@Sami Padanius: Unlike aglar & egleria- which are derived directly from aklar(a) < KALAR, breged comes from ancient "BEREK-e-tē", which is clearly an earlier approach to Sindarin's gerund suffix -ed < -itā. That is to say, direct verbal derivations from BEREK would rather be breitha- (which is indeed attested), and *bregia- (although we lack attested verbs with "...gia...", possibly due to "initial kj/gj > k/g", occurring medially), or perhaps *breg- directly. In any case, I find BEREK "wild, fierce, violent, sudden" to be a fitting root for deriving "to attack". What I used was KOT(H) > oktā- > oktʰā- > oxþa- > oiþa- > oeþa- = *oetha- "to be hostile (towards), attack" (although it is more like "to make war", a connection which is shared by NDAK derivatives, so it can be overlooked with a semantic shift argument).
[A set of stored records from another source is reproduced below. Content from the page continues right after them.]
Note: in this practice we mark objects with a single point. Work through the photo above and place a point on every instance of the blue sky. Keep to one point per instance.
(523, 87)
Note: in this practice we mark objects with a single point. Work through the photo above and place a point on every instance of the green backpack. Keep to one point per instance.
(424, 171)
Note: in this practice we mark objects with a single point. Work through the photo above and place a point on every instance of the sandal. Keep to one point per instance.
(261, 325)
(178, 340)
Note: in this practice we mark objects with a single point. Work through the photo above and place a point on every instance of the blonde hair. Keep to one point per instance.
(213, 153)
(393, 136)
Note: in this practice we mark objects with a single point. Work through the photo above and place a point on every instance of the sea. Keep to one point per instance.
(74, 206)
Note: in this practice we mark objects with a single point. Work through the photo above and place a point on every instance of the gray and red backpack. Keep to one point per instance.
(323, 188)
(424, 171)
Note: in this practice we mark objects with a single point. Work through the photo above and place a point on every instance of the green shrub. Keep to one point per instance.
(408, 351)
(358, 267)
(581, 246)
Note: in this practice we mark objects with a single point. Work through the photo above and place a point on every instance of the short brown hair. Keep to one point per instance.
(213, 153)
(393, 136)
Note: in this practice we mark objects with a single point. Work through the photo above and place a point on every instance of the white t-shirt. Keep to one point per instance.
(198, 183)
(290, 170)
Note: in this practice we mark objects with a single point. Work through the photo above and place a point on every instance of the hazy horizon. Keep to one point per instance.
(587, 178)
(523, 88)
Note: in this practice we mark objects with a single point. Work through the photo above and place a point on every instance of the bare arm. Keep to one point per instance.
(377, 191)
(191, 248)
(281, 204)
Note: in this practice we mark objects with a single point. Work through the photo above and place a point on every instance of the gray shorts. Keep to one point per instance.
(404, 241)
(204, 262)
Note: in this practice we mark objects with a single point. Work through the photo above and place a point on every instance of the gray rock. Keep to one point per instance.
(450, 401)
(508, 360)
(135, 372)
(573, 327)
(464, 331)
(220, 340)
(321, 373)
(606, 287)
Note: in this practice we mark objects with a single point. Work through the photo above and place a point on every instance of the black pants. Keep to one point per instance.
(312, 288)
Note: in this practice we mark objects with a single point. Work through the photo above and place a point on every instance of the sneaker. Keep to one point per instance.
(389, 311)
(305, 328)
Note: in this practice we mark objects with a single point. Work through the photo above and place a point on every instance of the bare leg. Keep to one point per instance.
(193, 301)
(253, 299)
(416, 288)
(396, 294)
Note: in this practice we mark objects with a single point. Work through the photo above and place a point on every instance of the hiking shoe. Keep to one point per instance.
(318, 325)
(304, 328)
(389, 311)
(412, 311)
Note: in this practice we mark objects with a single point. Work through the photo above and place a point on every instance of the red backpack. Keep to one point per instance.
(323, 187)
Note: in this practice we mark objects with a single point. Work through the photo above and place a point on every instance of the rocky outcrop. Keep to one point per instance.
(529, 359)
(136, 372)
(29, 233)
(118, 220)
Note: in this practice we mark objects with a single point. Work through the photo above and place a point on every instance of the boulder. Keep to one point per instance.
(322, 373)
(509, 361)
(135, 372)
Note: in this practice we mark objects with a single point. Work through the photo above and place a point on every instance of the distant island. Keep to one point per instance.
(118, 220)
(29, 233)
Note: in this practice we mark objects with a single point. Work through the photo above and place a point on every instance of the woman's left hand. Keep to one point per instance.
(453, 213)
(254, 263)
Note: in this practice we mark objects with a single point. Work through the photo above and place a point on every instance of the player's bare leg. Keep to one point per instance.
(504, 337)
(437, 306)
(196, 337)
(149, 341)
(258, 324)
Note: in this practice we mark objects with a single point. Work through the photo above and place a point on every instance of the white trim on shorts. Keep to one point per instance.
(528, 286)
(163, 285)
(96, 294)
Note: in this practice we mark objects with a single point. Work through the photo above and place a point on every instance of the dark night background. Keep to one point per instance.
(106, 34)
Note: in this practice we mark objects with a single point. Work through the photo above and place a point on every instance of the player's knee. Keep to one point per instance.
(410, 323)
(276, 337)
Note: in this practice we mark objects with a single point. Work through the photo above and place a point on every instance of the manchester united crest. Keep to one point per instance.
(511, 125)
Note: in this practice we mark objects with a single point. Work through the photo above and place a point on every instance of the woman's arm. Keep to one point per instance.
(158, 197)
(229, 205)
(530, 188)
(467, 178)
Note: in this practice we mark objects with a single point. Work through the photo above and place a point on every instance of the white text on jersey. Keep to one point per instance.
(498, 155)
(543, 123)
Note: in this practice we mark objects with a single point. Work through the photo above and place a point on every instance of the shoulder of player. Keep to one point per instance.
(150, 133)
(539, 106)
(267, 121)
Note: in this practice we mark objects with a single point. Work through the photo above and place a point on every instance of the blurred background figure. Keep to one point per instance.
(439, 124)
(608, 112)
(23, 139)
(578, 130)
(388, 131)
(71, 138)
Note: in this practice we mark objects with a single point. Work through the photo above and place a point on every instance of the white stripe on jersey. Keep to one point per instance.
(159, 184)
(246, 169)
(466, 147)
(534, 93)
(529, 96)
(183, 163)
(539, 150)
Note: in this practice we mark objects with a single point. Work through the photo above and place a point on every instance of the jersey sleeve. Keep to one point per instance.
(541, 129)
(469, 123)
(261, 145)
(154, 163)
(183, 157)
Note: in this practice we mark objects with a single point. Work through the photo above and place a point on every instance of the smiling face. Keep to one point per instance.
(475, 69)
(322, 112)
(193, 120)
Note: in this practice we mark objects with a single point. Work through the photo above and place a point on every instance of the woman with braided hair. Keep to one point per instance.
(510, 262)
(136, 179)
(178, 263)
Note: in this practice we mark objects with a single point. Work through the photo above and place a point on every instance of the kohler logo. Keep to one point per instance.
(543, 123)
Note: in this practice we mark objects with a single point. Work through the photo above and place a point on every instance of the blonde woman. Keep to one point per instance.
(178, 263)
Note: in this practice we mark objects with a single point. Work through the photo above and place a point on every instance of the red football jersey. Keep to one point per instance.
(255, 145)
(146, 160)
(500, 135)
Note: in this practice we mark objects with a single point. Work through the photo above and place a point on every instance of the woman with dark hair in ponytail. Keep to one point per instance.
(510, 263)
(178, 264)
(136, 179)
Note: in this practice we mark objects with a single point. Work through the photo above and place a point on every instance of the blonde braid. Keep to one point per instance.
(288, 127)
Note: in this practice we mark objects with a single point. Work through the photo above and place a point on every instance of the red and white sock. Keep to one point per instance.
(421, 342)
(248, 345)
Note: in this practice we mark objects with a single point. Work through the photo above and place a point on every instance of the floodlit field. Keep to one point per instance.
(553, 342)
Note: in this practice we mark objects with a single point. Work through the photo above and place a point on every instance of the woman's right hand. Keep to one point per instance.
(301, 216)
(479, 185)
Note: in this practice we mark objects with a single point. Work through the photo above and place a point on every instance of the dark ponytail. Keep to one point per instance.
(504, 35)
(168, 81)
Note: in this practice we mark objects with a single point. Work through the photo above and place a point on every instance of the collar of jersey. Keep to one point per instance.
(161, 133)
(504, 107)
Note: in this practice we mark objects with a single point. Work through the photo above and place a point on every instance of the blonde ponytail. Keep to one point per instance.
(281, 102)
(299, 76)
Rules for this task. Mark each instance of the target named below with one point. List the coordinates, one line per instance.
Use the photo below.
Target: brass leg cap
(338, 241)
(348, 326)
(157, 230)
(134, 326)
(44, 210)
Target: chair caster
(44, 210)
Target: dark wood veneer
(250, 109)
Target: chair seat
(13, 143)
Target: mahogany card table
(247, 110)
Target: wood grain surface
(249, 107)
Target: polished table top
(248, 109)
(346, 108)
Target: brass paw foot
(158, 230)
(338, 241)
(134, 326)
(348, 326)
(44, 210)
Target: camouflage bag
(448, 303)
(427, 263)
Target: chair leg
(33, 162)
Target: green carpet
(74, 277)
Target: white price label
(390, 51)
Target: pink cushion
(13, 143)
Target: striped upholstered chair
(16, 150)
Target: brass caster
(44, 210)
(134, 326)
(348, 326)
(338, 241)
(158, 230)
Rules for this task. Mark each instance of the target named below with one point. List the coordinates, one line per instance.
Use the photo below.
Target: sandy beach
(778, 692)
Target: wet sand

until someone tells me that we know how to form more than one past tense in Sindarin
Not sure what exactly you mean by this. But regardless, it would be safe to say that we do indeed know about past formations in more than one flavour.
I like using NDUL. I dislike dagnir, as with most late compounds for what should be early concepts, hence my *dangron (<NDAnKrō-ndō). I would have used *dagor (<NDAKrō) but it clashes with the attested dagor (<NDAKrō as well, though it should be *NDAKrē) which is "battle". So if I use NDUL as well, I would say *doldangron.